I want to implement a web service with streaming output using FastAPI. During the pressure test, it is found that for the same request, not the same thread is executed all the time. As a result, some intermediate variables stored in threadlocal are disordered. I have implemented a demo and pressure-tested it. May I ask why doesn't the stream return the same thread for the same request?
import logging
import threading
import time
import uvicorn
from fastapi import FastAPI
from sse_starlette import EventSourceResponse
app = FastAPI()
@app.get("/")
def stream_output():
logging.warning(f"{threading.current_thread().ident}")
return EventSourceResponse(num_generator(10), headers={"thread": str(threading.current_thread().ident)})
def num_generator(n):
for i in range(n):
logging.warning(f"{threading.currentThread().ident}: %s" % i)
time.sleep(2)
yield f"thread: {threading.current_thread().ident} num: {i}"
logging.warning(f"{threading.current_thread().ident}: end")
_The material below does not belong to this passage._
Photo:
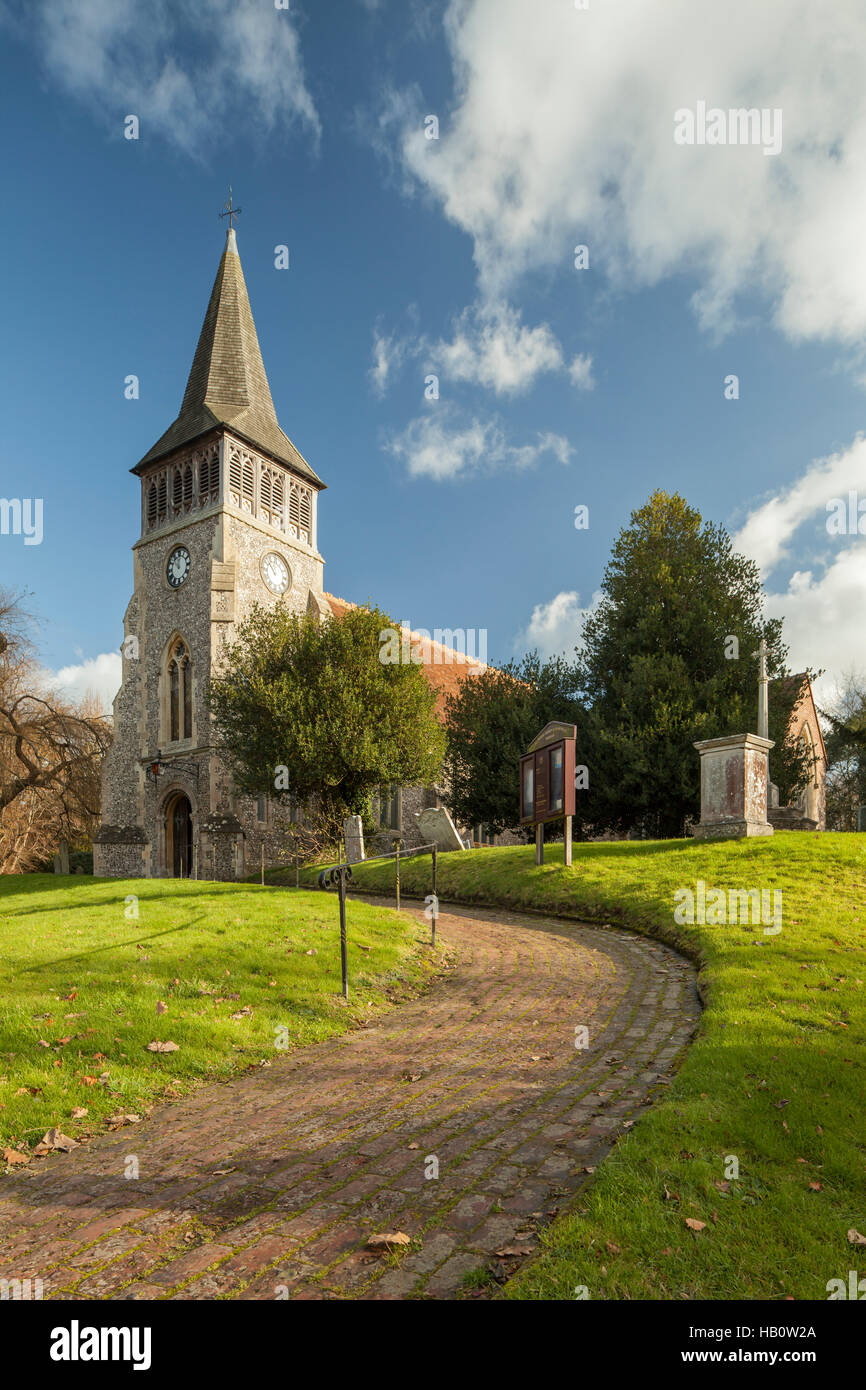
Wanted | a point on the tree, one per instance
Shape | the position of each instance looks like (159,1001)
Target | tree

if __name__ == "__main__":
uvicorn.run(app, host='localhost', port=8000)
Pressure test result:
result of one of the requests:
data: thread: 39404 num: 0
data: thread: 39404 num: 1
data: thread: 57624 num: 2
data: thread: 39404 num: 3
data: thread: 52536 num: 4
data: thread: 39404 num: 5
data: thread: 52536 num: 6
data: thread: 39404 num: 7
data: thread: 39404 num: 8
data: thread: 52536 num: 9
I expect same thread for the same request
data: thread: 56052 num: 0
data: thread: 56052 num: 1
data: thread: 56052 num: 2
data: thread: 56052 num: 3
data: thread: 56052 num: 4
data: thread: 56052 num: 5
data: thread: 56052 num: 6
data: thread: 56052 num: 7
data: thread: 56052 num: 8
data: thread: 56052 num: 9
The answer you are looking for should be found, in part, in the source code of the third-party library you are using to send Server Sent Events (SSE); more specifically, in the implementation of the EventSourceResponse
class, which you seem to be returning from the /
endpoint.
Similarly to the official FastAPI/Starlette's StreamingResponse
—please have a look at this answer and this answer for more details and explanation—the reason for the various threads appearing in the logs is that when you pass a synchronous generator to EventSourceResponse
(i.e., a normal def
function instead of async def
), such as the num_generator()
funciton in your example, EventSourceResponse
will execute the def
function in a separate thread from an external threadpool and then await
it, using Starlette's iterate_in_threadpool()
(see the relevant implementation of EventSourceResponse
).
Again, please take a look at the linked answers above for more details.